2. Le financement de l'apprentissage :
La loi de modernisation sociale redonne une définition plus précise de l'apprentissage en tant que forme d'éducation alternée qui a pour but de donner aux jeunes travailleurs de plus de 14 ans une formation théorique générale et pratique en vue de l'obtention d'une qualification professionnelle sanctionnée par un diplôme ou un titre professionnel (article 147 de la loi, [lxb=L2193AW7] modifiant l'article L. 115-1 du Code du travail).
Les entreprises qui emploient des apprentis et qui sont redevables de la taxe d'apprentissage, sont tenues, en vertu de l'article L. 118-2 du Code du travail ([lxb=L5423ACT]) d'apporter directement (ou par l'intermédiaire d'un organisme collecteur) un concours financier au centre de formation des apprentis (CFA) où est inscrit l'apprenti.
La loi de modernisation sociale ([lxb=L1304AW9]) précise désormais que ce concours financier doit être au moins égal, dans la limite de la fraction réservée à l'apprentissage, au coût fixé, par apprenti, par la convention de création du CFA ou de la section d'apprentissage.
Par ailleurs, la loi de modernisation sociale élargit le champ des organismes pouvant être habilités à collecter les versements des entreprises et donnant alors lieu à exonération de la taxe d'apprentissage. Ainsi, selon l'article L. 118-2-3 nouveau du Code du travail (article 150 de la loi du 17 janvier 2002, [lxb=L2197AWB]), les syndicats, groupements professionnels ou associations à compétence nationale qui ont conclu une convention-cadre de coopération avec l'Etat ou qui sont agréés par le ministre chargé de la formation professionnelle, sont habilités à percevoir les versements des entreprises pour les reverser aux établissement autorisés à la recevoir ou à financer des actions de promotion de la formation professionnelle initiale technologique et professionnelle.

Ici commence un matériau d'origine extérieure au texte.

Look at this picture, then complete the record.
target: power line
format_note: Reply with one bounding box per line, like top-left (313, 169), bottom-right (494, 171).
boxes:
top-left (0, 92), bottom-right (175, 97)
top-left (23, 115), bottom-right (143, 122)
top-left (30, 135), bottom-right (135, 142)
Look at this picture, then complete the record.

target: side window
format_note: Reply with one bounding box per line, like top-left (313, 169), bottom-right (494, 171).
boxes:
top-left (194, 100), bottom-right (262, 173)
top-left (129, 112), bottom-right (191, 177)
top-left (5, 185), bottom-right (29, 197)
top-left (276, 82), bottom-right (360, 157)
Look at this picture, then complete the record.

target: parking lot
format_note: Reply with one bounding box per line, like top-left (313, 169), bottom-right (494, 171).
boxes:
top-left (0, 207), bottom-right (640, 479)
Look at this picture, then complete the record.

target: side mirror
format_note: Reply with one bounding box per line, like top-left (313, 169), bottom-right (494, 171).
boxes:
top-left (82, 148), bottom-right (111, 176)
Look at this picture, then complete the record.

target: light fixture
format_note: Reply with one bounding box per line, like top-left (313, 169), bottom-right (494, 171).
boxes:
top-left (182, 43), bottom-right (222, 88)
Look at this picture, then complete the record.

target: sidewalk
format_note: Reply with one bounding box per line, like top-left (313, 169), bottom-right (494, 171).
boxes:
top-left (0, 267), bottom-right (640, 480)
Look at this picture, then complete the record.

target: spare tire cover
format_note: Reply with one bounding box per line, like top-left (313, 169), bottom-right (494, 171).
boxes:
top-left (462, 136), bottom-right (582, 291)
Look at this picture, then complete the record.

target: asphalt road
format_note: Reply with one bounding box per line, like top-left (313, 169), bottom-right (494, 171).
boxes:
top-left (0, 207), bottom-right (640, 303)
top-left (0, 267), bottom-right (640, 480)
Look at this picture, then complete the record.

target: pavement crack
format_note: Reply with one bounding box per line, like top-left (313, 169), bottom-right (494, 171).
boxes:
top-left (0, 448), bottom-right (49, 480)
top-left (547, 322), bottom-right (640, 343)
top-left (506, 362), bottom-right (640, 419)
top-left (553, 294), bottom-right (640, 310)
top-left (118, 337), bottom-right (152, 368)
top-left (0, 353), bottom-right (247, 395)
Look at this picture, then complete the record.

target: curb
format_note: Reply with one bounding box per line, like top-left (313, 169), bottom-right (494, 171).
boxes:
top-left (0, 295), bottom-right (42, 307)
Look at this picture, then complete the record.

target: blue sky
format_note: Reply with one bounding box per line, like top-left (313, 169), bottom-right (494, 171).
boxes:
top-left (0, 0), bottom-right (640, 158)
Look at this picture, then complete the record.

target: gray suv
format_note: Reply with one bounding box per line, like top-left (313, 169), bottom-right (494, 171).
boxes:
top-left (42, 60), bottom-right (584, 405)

3. L'offre de formation professionnelle continue :
Participation des organisations professionnelles et syndicales à l'élaboration et la mise en oeuvre des politiques de formation professionnelle
L'article 152 de la loi de modernisation sociale prévoit que les organisations représentatives d'employeurs, de salariés et des travailleurs indépendants participent, en coordination avec l'Etat et la Région, à l'élaboration de la politique de formation professionnelle et promotion sociale ([lxb=L2199AWD], article L. 910-1 modifié du Code du travail).
Pour ce faire, il est créé un comité interministériel auprès du Premier ministre et un Conseil national de la formation professionnelle, de la promotion sociale et de l'emploi de l'Etat réunissant les organisations professionnelles et syndicales intéressées et des représentants de pouvoirs publics. Ce conseil est décliné à l'échelon régional (Comités de coordination régionaux de l'emploi et de la formation professionnelle). Ces comités ont pour rôle d'assurer la coordination des politiques de formation professionnelle, et sont notamment chargés des fonctions de diagnostic, étude, suivi et évaluation.
La déclaration préalable d'activité des dispensateurs de formation professionnelle continue
La nouveauté instaurée par la loi de modernisation sociale vient du fait que l'autorité administrative peut désormais annuler l'enregistrement de l'organisme qui s'est déclaré auprès d'elle s'il s'avère que les prestations réalisées ne correspondent pas aux actions visées par l'article L. 900-2 modifié du Code du travail.
De ce fait, le rôle de l'administration est, en terme de contrôle de l'activité des organismes de formation, légèrement accru. Notamment, l'administration peut désormais apprécier si l'activité dispensée par les organismes dits de formation professionnelle est réellement assurée au regard de la loi. En effet, on avait pu remarquer le développement de nombreux organismes, notamment sectaires, dispensant des formations pour le moins éloignées de la formation professionnelle et qu'ils qualifiaient pourtant comme telles au détriment des employeurs et des salariés.